Considering the House for its historical value, two questions immediately occur. The first is, what things in it would most delight a character resuscitated from the past? Supposing that Queen Elizabeth came with her court to inspect this as a token of our age, what would she find most interesting? "Painted ceilings and marble staircases," says Mr. Dent, the musical critic of the Illustrated London News, in answer to this question, "would be nothing very new to them. Motor-cars and electric lifts—would those have been the chief things to interest Elizabeth, Mary, and Edward, or even their father, if they had brought him with them? No–they would all of them have made straight for the music-room." That answer presupposes, perhaps, that their legitimate curiosity were subordinate to things which spiritually they most valued. Eventually their pleasure would reside in matters common to both them and us, which have been developed, but not changed fundamentally, since their time. But would not they be waylaid by strange ingenuities en route? Surely their excitement would be great, however temporary, over the lifts, the motor-cars, the sewing-machine, the bathrooms? Queen Elizabeth would revert to the pianoforte, not entirely dissimilar (as Mr. Dent remarks) to the instrument or which she played “to shun melancholy”; but perhaps she would first listen to the gramophone. So would Sir Philip Sidney seek at last the Library, though he might try the fountain-pen upon the blotter ere he was lost in poetry. So would Raleigh reach the Atlas though he had attempted earlier to grasp the mysteries of a Rolls-Royce engine.

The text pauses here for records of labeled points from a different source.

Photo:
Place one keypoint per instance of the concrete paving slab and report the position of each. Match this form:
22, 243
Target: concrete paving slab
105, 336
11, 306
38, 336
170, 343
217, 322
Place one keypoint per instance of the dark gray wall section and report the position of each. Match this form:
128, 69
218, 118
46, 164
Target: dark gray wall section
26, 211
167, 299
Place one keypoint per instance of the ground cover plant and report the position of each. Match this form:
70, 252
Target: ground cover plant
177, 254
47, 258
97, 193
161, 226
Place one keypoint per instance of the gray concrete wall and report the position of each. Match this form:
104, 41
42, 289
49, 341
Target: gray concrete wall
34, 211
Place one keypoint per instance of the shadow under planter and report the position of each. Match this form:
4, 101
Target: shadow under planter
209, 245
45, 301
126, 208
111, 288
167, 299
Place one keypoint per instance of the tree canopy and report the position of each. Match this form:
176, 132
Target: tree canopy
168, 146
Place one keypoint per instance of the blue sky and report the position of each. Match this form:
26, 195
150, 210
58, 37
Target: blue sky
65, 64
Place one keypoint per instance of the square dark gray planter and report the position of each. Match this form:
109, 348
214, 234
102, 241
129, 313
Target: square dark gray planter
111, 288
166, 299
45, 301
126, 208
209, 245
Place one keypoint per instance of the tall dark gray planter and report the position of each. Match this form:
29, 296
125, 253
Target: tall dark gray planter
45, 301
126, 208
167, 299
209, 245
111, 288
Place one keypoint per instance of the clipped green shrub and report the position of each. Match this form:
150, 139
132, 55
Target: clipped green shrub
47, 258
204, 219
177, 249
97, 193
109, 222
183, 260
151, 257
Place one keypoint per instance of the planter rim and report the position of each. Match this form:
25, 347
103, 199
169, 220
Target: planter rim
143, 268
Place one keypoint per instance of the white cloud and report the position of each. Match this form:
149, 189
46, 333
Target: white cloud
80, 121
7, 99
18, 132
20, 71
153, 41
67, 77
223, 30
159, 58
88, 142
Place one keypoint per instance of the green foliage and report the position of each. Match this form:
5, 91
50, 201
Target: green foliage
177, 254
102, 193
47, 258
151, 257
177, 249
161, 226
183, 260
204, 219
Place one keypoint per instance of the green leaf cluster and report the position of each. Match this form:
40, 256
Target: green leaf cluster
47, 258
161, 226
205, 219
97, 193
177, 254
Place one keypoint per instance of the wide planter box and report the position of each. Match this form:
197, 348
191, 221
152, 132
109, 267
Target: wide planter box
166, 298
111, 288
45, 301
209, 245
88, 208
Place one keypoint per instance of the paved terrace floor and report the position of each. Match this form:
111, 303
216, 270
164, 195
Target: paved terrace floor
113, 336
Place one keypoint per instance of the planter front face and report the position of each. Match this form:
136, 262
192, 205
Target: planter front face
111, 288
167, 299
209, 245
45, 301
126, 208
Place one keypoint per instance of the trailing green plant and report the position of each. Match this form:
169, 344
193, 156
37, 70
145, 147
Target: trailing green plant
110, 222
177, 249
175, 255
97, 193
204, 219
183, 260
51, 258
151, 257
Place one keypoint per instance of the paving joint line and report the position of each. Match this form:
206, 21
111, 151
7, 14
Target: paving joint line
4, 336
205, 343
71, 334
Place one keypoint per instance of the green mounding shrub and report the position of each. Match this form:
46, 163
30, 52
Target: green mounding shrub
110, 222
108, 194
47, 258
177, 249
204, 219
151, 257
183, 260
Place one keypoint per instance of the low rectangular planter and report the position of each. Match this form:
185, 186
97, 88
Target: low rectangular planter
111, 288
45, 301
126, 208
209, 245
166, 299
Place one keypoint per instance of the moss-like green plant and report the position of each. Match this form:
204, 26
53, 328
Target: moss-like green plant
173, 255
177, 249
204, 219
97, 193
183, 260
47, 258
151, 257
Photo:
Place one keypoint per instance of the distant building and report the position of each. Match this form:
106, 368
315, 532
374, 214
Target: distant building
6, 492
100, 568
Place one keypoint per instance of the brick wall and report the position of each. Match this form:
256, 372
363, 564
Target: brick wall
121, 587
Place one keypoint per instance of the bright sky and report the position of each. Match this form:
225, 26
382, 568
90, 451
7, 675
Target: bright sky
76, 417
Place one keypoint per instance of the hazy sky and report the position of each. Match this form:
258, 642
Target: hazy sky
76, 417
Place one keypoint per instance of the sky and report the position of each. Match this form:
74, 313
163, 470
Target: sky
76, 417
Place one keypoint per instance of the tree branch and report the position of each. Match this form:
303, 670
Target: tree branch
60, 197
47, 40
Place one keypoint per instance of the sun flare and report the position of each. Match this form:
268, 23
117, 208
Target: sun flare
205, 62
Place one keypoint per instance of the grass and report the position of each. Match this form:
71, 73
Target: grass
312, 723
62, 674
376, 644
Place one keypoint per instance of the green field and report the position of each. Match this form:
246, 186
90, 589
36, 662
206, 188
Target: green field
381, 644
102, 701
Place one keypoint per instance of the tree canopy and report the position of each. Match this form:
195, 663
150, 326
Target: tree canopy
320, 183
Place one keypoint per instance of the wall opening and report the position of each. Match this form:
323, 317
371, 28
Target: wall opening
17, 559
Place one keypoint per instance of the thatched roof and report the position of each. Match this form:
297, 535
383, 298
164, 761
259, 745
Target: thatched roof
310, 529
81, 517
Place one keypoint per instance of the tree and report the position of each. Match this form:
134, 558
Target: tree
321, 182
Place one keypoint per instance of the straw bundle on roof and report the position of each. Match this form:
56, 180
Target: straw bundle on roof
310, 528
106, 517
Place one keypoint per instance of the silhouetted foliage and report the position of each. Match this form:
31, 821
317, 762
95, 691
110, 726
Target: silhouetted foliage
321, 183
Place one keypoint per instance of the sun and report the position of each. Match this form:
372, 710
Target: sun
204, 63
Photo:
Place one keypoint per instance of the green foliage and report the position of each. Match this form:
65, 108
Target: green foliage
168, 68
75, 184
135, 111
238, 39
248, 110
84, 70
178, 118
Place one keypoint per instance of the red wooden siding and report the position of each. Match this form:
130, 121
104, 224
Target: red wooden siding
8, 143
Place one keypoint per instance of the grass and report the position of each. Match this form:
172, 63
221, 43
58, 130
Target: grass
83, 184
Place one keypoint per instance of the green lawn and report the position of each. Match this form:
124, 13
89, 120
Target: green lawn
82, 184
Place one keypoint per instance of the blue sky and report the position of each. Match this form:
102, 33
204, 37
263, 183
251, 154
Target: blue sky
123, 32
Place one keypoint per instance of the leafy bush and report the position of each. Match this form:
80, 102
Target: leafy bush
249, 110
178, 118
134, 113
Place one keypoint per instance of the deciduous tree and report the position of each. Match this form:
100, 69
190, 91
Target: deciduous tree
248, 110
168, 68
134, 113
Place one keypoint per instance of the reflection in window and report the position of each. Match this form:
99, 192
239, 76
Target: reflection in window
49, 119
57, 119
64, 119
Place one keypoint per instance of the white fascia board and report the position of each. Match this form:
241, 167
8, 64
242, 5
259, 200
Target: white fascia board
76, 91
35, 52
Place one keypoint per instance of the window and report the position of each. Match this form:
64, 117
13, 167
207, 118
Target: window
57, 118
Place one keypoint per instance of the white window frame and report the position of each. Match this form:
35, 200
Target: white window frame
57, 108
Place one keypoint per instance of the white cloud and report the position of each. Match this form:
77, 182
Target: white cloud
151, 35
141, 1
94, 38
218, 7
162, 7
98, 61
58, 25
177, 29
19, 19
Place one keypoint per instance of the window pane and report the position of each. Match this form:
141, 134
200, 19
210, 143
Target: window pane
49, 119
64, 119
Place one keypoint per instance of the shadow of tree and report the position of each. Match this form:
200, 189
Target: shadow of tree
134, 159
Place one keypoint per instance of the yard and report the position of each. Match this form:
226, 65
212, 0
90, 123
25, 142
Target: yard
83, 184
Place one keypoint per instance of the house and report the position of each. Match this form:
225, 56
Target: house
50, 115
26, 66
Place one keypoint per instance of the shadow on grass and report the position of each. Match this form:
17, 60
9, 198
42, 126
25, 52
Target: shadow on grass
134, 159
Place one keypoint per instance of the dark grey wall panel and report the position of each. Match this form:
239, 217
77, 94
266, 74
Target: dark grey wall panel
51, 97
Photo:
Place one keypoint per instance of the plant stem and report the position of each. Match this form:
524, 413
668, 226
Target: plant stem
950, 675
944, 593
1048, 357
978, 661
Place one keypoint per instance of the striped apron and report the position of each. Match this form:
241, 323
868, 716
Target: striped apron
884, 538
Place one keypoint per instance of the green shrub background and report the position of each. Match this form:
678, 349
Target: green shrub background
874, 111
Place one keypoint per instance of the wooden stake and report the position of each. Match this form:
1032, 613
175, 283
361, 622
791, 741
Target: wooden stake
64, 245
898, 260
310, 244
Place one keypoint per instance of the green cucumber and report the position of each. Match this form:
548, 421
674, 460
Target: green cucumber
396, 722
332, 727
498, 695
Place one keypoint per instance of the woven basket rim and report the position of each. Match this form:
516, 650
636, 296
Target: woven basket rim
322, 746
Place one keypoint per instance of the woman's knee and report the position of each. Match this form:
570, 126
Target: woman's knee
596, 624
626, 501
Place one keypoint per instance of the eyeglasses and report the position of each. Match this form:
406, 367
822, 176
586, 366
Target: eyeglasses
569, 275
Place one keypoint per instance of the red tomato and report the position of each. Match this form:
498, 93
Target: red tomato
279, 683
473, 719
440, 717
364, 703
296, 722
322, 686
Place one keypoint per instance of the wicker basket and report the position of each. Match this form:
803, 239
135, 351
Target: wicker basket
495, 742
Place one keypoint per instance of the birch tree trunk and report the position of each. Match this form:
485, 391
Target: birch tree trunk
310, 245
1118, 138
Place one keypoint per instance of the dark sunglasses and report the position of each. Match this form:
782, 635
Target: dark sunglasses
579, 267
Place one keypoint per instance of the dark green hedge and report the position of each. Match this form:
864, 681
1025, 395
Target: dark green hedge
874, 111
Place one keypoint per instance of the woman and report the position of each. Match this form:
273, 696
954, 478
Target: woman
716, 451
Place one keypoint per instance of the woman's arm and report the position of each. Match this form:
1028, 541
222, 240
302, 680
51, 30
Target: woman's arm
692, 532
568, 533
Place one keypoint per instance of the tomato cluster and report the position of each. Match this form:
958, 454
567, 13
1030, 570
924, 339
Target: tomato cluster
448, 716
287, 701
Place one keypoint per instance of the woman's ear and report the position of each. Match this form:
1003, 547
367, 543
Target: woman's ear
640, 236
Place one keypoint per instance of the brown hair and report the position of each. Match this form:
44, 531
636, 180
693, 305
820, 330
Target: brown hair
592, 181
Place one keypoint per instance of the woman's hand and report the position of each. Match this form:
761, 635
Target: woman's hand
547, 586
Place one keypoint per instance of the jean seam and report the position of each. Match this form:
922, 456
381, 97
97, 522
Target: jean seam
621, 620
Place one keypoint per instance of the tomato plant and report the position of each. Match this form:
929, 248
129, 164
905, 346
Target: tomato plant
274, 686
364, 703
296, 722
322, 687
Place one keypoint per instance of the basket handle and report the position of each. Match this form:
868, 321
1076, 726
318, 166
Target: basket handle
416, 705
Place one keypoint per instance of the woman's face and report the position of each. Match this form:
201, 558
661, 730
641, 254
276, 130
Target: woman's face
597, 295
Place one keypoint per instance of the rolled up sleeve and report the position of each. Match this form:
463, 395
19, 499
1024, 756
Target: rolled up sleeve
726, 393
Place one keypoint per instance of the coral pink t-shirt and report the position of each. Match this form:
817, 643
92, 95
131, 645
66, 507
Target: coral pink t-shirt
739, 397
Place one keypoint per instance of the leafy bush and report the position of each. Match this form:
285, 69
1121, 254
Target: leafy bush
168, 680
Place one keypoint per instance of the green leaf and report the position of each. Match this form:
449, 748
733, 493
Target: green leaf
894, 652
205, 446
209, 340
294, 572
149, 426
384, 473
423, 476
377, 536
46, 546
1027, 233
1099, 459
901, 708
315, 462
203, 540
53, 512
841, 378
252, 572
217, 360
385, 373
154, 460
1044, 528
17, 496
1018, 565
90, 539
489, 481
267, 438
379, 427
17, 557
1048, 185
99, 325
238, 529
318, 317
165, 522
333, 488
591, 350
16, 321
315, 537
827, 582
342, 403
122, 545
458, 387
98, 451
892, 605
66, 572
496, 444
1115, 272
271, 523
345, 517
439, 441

So would Francis Bacon borrow the fountain-pen that Sidney dropped and balance his promises against the cheque-book, but only after he had read the leader in The Times. The actions of such figures form fascinating speculations. What would Shakespeare do? Or one of his creations, Falstaff?
The other type of question will not remain, as these, unverified.
What things will be of greatest interest to the people of the future, when they examine the House? Here the judgment is of even greater difficulty. Perhaps matters to us ordinary and unrememberable -- the kitchen range, the fire screens, the bath sponge, the A B C, the matches -- will most strike their fancy. At any rate, every effort has been made to attend to such details, so that a complete picture will remain from which the future may select what pleases it. In the House is made a statement more convincing to the historian than any show of words. "There and there only," says Sir Lawrence Weaver "will be seen the unchanged facts of a life of dignified simplicity in the early part of the twentieth century." The House of course, is finer,
“ more adorned ,
Than in the common aspect, daily garb,
Of human life,”
but in no way out of keeping with the character of a home which is the ideal of our age.